Edward O. Welles is a senior writer at Inc.


Biz 101: How Options Work

  • Employee stock-option programs are typically authorized by a company's board of directors (and have historically been approved by the shareholders) and give the company discretion to award options to employees equal to a certain percentage of the company's shares outstanding.
  • Options give employees the right to buy a certain number of their company's shares at a fixed price for a certain period of time, usually 10 years.
  • That price, usually the market price of the stock on the date the options are granted, is called the "strike price."
  • Options usually begin vesting after one year and vest fully after four years. If an employee leaves the company before his or her options vest, they are canceled.
  • Once an option is vested, the employee can then "exercise" it--that is, purchase from the company the allotted number of shares at the strike price--and then either hold the stock or sell it on the open market.
  • The difference between the strike price and the market price of the shares at the time the option is exercised is the employee's gain in the value of the shares.

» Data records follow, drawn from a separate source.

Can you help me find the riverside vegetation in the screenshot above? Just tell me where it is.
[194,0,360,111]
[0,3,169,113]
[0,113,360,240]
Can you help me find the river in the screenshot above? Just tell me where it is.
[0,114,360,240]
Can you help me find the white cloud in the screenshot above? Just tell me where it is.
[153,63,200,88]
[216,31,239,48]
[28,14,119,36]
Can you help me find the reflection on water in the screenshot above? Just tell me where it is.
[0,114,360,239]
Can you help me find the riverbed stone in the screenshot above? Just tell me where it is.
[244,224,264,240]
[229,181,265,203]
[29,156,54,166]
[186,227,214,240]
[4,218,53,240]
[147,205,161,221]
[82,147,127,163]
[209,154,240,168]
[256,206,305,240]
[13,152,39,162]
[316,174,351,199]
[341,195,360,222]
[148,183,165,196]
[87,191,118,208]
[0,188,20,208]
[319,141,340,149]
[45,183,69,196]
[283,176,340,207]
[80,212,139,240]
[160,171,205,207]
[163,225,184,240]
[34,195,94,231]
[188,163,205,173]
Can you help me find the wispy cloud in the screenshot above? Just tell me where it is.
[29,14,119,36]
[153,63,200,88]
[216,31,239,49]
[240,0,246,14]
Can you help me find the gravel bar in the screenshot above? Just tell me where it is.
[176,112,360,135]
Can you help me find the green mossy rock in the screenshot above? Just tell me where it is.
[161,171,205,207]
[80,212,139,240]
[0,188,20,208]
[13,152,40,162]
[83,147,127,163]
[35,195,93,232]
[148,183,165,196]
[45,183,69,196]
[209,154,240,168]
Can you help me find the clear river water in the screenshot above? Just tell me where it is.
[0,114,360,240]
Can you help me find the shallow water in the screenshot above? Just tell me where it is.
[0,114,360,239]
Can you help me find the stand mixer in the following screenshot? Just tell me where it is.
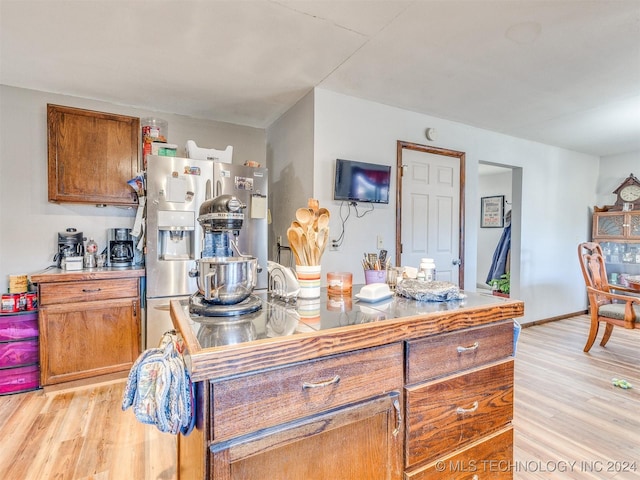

  • When the option's strike price exceeds the market price of the stock, the option is technically worthless, or "under water."
  • When the market price of the stock exceeds the strike price of the vested option, the option has value, or is "in the money."
  • When an employee exercises an option, the company must issue a new share of stock that can be publicly traded. While the employee pays the company the strike price for that share, the company's market capitalization grows by the market price of that share.
  • Having more shares outstanding dilutes (or reduces) earnings per share--and thus the value of shares held by investors who already own the stock.
  • To forestall dilution, one of two things must happen: earnings must increase commensurate with the increase in outstanding shares, or the company must repurchase shares on the open market to reduce the number of outstanding shares.